Charis: Listen, whippersnapper …

Asher: Here you go, little girl. Happy birthday. I wanted to throw you a  big party, but Aura's got plans for some fashion benefit. Hey, treat it  with respect. I spent ten minutes wrapping that thing.

Charis: Asher! Omigod, this is the most amazing hat I've ever seen!

Asher: It's definitely you.

Charis: Totally. I take back the oaf slur. I have just now fallen in love with you.

Asher: Such was my evil plan.



Asher



I CAUGHT UP TO CHARIS quickly but lagged behind to give her a chance to  cool off. As a big, buff guy openly trailing a scrap of a young woman  carving her way frantically through pedestrian traffic, I was being eyed  suspiciously. If I'd had the bad-boy vibe Karl had going I'd fully have  expected to hear sirens.

As it was, pics were probably hitting social media before I stopped her by grabbing her sleeve.

"Hold up, Charis!"

She whirled around, backing up. "Stay away from me, Asher."

I held up both hands but kept coming.

"I'm sorry," I said humbly. When she narrowed her eyes and kept  retreating, I appealed to our witnesses, some of whom had come forward  all badass. "Tell her I'm sorry, will you?"
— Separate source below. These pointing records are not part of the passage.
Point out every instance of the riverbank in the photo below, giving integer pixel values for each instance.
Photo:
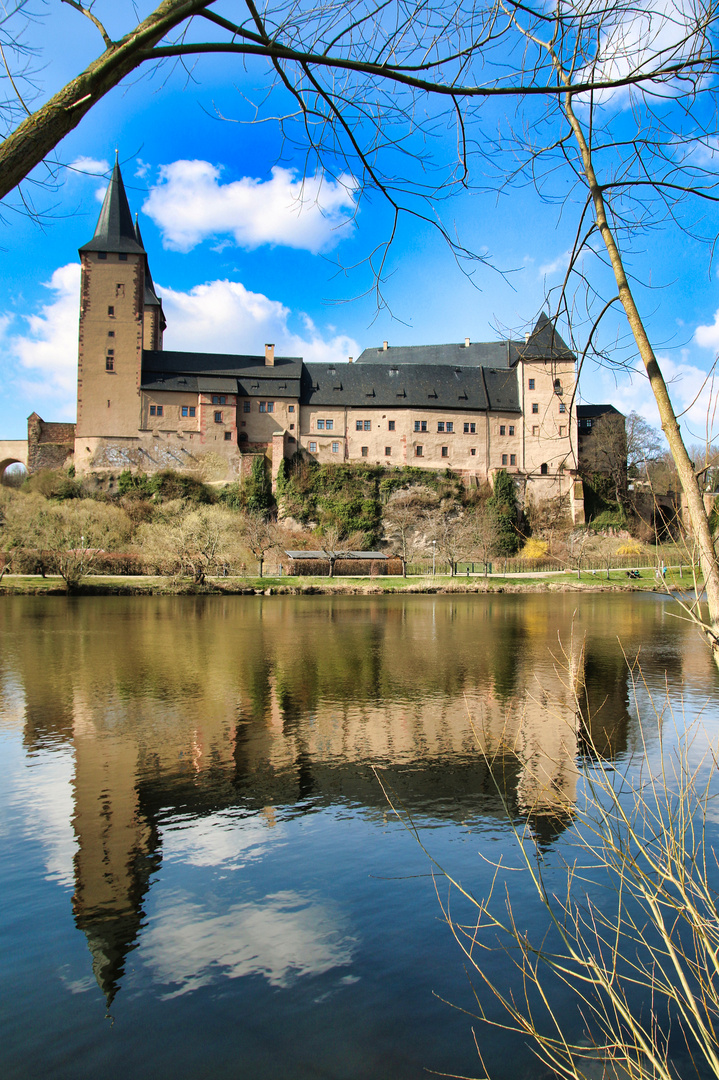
(557, 581)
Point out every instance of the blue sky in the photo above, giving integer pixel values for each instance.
(239, 262)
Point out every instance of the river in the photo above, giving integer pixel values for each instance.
(201, 874)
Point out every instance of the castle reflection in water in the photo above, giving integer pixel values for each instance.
(195, 705)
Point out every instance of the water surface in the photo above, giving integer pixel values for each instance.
(200, 872)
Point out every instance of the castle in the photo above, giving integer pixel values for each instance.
(471, 407)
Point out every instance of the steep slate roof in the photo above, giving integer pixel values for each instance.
(150, 295)
(544, 342)
(409, 386)
(222, 373)
(114, 230)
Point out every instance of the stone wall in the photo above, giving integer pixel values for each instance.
(49, 445)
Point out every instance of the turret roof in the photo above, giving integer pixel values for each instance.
(114, 230)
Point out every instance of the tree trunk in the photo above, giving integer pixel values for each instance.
(42, 131)
(697, 516)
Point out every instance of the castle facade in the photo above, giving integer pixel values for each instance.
(472, 407)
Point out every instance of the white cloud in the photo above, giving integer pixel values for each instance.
(225, 316)
(283, 937)
(91, 165)
(190, 204)
(45, 358)
(561, 261)
(707, 337)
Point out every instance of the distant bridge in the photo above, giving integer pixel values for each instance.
(12, 451)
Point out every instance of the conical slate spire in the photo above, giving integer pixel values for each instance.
(150, 295)
(114, 231)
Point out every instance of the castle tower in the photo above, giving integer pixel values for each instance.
(154, 319)
(111, 326)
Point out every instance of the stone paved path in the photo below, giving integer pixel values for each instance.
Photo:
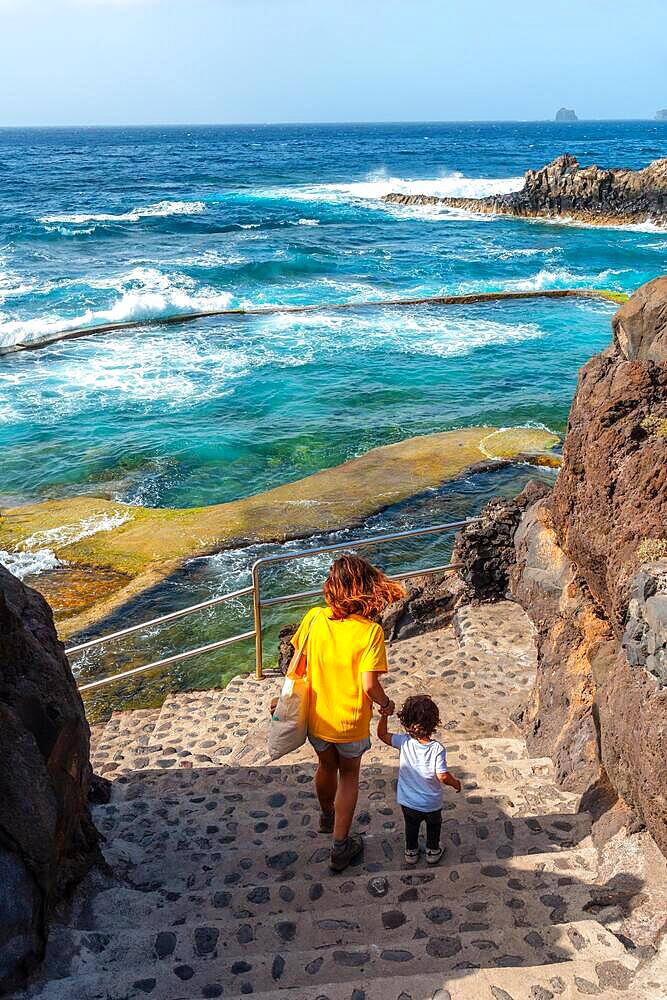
(220, 887)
I'm not ashamed to admit I can work a crowd. The militant looks  vanished. Phones were held up. Record buttons were pressed. Our press of  impromptu paparazzi chimed in as one, "He's sorry!"                       
       
           



       

"He's totally not," Charis countered. "He is unabashedly unapologetic,  no matter what he says. He can, and will, sweet talk a street light into  turning green and back to red when he's through-and then deny the whole  thing." She flounced away.
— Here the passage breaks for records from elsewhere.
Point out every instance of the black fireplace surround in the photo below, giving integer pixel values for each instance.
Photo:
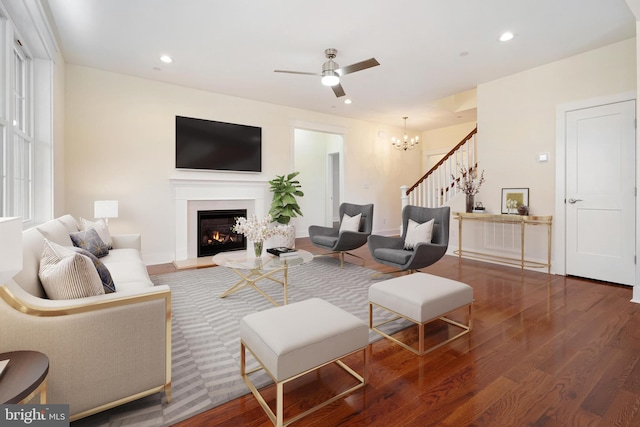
(215, 233)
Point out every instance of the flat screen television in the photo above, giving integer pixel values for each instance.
(211, 145)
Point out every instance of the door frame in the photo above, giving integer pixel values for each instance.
(334, 167)
(559, 265)
(322, 128)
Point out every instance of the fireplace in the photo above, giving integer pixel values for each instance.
(215, 233)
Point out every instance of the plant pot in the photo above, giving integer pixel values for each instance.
(469, 205)
(258, 247)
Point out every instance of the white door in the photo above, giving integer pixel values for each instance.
(600, 192)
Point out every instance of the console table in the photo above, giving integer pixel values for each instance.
(523, 221)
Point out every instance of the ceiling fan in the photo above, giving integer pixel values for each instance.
(331, 71)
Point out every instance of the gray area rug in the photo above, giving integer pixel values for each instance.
(205, 335)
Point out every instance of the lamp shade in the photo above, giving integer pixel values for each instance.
(10, 248)
(105, 209)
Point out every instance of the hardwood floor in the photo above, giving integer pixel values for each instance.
(544, 351)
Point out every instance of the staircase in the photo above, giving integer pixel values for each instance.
(438, 186)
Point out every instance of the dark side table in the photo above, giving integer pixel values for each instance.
(24, 377)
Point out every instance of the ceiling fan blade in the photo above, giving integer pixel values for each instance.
(337, 89)
(358, 66)
(297, 72)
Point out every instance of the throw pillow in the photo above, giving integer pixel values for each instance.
(417, 233)
(103, 271)
(101, 227)
(66, 274)
(90, 241)
(350, 223)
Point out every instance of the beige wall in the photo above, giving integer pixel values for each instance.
(119, 144)
(517, 119)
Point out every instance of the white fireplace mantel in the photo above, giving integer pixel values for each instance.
(224, 194)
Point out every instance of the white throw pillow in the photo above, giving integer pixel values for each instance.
(101, 227)
(417, 233)
(66, 274)
(350, 223)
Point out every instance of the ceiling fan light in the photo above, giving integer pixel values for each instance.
(330, 78)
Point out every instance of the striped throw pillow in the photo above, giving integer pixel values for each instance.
(66, 274)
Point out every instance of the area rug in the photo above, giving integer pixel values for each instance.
(205, 335)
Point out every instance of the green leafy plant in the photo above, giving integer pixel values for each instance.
(285, 189)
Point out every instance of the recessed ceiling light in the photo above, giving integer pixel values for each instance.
(505, 37)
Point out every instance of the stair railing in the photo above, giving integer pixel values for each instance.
(438, 186)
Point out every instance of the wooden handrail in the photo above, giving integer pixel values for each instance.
(449, 154)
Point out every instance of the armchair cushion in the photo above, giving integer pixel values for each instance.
(417, 233)
(396, 256)
(350, 223)
(325, 241)
(66, 274)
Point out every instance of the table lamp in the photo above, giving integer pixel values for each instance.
(105, 209)
(10, 248)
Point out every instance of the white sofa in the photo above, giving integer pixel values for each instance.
(103, 350)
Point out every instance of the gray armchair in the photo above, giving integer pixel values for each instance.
(390, 250)
(331, 239)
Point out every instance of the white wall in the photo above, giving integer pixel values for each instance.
(516, 120)
(59, 200)
(120, 138)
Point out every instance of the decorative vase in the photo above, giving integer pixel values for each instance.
(257, 248)
(469, 207)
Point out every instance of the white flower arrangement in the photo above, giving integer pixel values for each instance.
(469, 182)
(256, 230)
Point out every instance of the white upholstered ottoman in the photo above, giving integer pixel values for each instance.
(295, 339)
(421, 298)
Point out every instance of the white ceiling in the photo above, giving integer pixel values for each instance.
(232, 47)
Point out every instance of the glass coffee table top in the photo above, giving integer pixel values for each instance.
(245, 260)
(252, 269)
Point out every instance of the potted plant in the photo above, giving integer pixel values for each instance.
(284, 206)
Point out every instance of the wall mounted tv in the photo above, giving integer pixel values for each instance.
(206, 144)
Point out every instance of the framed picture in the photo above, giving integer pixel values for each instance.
(512, 198)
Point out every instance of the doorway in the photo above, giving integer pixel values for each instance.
(333, 187)
(322, 180)
(598, 204)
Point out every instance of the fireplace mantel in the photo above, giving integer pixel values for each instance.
(221, 194)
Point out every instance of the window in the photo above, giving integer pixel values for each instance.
(27, 69)
(18, 163)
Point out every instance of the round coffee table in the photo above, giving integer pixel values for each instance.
(252, 269)
(24, 376)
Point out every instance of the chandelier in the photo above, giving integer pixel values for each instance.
(405, 143)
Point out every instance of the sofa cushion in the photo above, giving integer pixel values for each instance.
(127, 269)
(66, 274)
(91, 241)
(32, 244)
(103, 271)
(101, 227)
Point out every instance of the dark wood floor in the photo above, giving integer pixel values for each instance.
(545, 351)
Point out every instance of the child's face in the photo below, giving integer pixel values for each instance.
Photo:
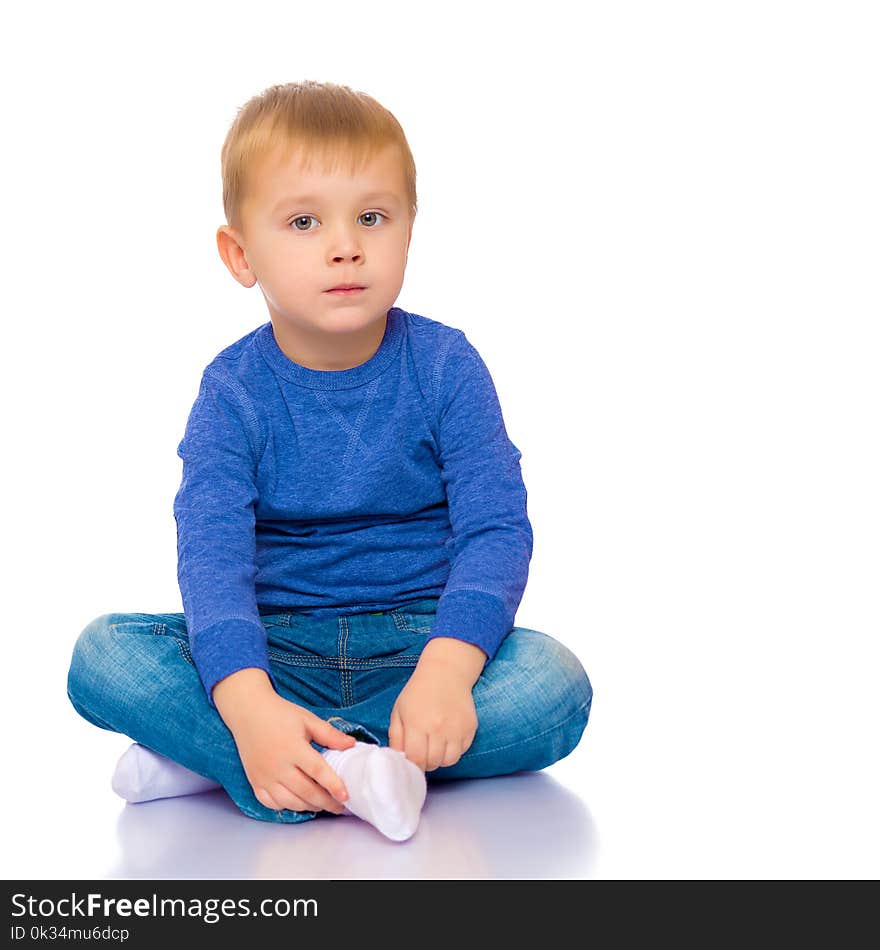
(304, 232)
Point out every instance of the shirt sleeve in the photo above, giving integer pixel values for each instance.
(491, 533)
(216, 541)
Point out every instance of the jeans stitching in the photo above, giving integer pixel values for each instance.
(351, 662)
(511, 745)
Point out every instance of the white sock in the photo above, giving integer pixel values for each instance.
(384, 787)
(142, 775)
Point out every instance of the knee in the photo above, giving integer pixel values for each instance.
(556, 674)
(92, 653)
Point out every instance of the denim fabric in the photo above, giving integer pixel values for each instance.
(133, 673)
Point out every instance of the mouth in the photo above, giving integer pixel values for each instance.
(346, 289)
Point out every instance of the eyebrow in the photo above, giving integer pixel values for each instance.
(315, 199)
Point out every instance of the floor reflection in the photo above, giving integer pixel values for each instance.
(524, 826)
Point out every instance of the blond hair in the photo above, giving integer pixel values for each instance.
(326, 122)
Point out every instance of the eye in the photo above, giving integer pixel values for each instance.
(302, 217)
(374, 214)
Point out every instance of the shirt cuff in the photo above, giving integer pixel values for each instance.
(227, 647)
(472, 616)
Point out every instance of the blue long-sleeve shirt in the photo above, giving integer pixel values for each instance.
(329, 491)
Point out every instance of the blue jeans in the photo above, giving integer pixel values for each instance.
(134, 674)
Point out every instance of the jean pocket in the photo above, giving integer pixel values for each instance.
(160, 625)
(414, 622)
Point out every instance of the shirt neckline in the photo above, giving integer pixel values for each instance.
(282, 364)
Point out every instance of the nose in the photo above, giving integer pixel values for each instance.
(345, 245)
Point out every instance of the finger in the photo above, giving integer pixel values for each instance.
(316, 768)
(311, 792)
(416, 747)
(329, 736)
(452, 754)
(287, 798)
(436, 748)
(265, 799)
(395, 732)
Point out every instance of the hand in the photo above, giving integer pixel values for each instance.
(434, 719)
(273, 738)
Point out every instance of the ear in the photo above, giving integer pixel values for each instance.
(230, 244)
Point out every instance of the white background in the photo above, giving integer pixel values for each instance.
(658, 223)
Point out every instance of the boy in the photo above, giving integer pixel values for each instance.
(353, 540)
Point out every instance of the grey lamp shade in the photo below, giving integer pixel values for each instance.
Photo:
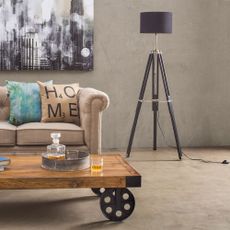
(156, 22)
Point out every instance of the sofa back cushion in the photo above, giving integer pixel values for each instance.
(4, 104)
(25, 103)
(59, 103)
Cool. I'd never seen her flounce before.

I darted after her.

"Sloane, listen to me, listen, dammit. I'm sorry I kissed you." I  lowered my voice. "No, you're absolutely right, I'm not. I'm sorry I  kissed you like that. No, no, okay. I'm not sorry for that. What I am is  sorry I kissed you for that particular reason, all right?"

"Why?" Suddenly she was facing me again, and I nearly slammed into her.  "Why would you do that to me? Why would you lie to your girlfriend like  that? It was mean behavior and I've never known you to be a mean person,  Asher Norrell."

I winced, but had no defense. All I could say was, "You know she's not my girlfriend."

"She acted like she was."

"She was mistaken about that. Her interpretation and my interpretation  of what happened Sunday apparently suffered a disconnect."

"A disconnect. About your breakup. In which you ended a multi-year  relationship potentially leading up to marriage. Huh. And so you  thought-"

"I thought it would be a clean way to close the wound, let her know it was, indeed, a hundred percent over between us."

"By kissing me."

Shit. When she put it like that. "Correct."

"And pretending you had a secret passion for me? That there is your idea  of closure?" She drew back her leg and thwacked me in the side of the  knee with her boot.

My involuntary laugh turned turned into a cough as I became aware she  wasn't being funny but was glaring at me with real rage. I sucked in a  deep breath.

Might as well lay it on the line.

"Yes, because it's no pretense, Sloane. Not a word of what I said was an  untruth. I finally figured that out, once the Platonic Shutter came  up."

"What are you talking about? Platonic whutter?"

I looked at her steadily. I felt my hands get moist despite the cold and  wiped them on my jacket. "Here's some news. I never really got over my  thing for you, Charis Sloane."

Charis jerked back as if shot. As in, her whole body staggered  backwards, right up against the brick wall of the New Highland Central  Laundromat.

"Watch it!"

She rubbed the back of her head. "You never got over what?"

I have to admit I was pretty bemused by the strength of her reaction. It  reassured me somewhat. Okay, I admit it. I was nervous as fuck. I'm no  stammering nerd, not anymore, but you know, heart on sleeve and  everything.

"My thing. Following you around. Puppy love." She looked blank, so I  went straight to the heart of the matter. "The ice cream picnic? The  trying to smash faces with you as a skinny-assed punk? The thing you  pretended never happened, sweetness?"